Jan Peter Hammer
Marion von Osten
«To the extent that transnational capital is no longer centered in a single metropol, as industrial capital in the 1840s was (...), there is no longer ‘a city’ at the center of the system, but rather a fluctuating web of connections between metropolitan regions and exploitable peripheries.» – Allan Sekula, Fish Story (1995)
What ethical, social and political consequences does the ongoing economization of all aspects of life mean for our individual and collective life? To what extent has subjectivity itself become an economic constellation?
The imperative of international competitiveness as a consequence of global capitalism, which applies equally to companies and states, now dictates the conditions of labor and production everywhere. In this context, the exhibition focuses on the relationship between colonialism, early economic globalization, and the establishment of power relations and worldwide inequality. In the process, various interrelations are pursued that, parallel to the worldwide value creation cycles, concern the circulation of goods, people, lifestyles, services and cultural forms between different political systems, geographies and histories.
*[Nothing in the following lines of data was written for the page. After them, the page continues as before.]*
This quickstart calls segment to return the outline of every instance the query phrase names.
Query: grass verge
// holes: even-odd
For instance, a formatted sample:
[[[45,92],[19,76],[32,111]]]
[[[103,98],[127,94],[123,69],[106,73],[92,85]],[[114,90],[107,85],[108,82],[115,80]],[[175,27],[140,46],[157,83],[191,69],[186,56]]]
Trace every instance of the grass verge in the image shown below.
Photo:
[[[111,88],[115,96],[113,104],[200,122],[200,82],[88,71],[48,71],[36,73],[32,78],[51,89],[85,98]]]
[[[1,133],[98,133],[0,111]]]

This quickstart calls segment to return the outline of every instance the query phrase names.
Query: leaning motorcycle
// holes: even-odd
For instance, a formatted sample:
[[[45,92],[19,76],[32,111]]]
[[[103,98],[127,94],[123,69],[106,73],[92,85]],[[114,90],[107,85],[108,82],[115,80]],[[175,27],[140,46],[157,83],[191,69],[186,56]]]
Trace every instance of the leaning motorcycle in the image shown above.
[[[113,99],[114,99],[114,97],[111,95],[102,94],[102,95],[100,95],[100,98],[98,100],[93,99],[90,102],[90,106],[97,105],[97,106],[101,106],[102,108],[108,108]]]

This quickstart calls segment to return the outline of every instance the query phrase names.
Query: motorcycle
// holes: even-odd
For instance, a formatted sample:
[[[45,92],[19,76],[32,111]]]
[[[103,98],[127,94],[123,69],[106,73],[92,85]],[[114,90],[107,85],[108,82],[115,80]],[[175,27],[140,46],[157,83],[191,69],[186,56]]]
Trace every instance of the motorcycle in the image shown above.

In the exhibition, economy is also understood as a system that shapes our perception and communication of reality and continuously generates our own images and forms of speech. One concern of the project is to oppose the diagrammatic and model-like perspective with which the economy looks at the world with other types of images. They reflect the principles of the economic and problematize both the concept and the real conditions of „unlimited“ growth.
In conjunction with the invited artists, the exhibition will include works from the collection of the Kunstmuseum Basel: Joseph Beuys, Alighiero Boetti, Pieter Bruegel d.Ä., Emanuel Büchel, Walter Dahn, Albrecht Dürer, Editions Paul-Martial, Peter Fischli & David Weiss, Hieronymus II. Francken, Paul Gauguin, Hans Holbein d. Ä., Hans Holbein d. J., Rudolf Huber, Martin Kippenberger, Isaack Luttichuys, Maria Sibylla Merian, Alfred Heinrich Pellegrini, Frans Post, Bartholomäus Sarburgh, Simon Starling and Adam Willaerts. For example the piece "Brazilian Landscape" by Frans Post, a painter who accompanied the Governor General of West Indian Society to northeastern Brazil in the middle of the 17th century.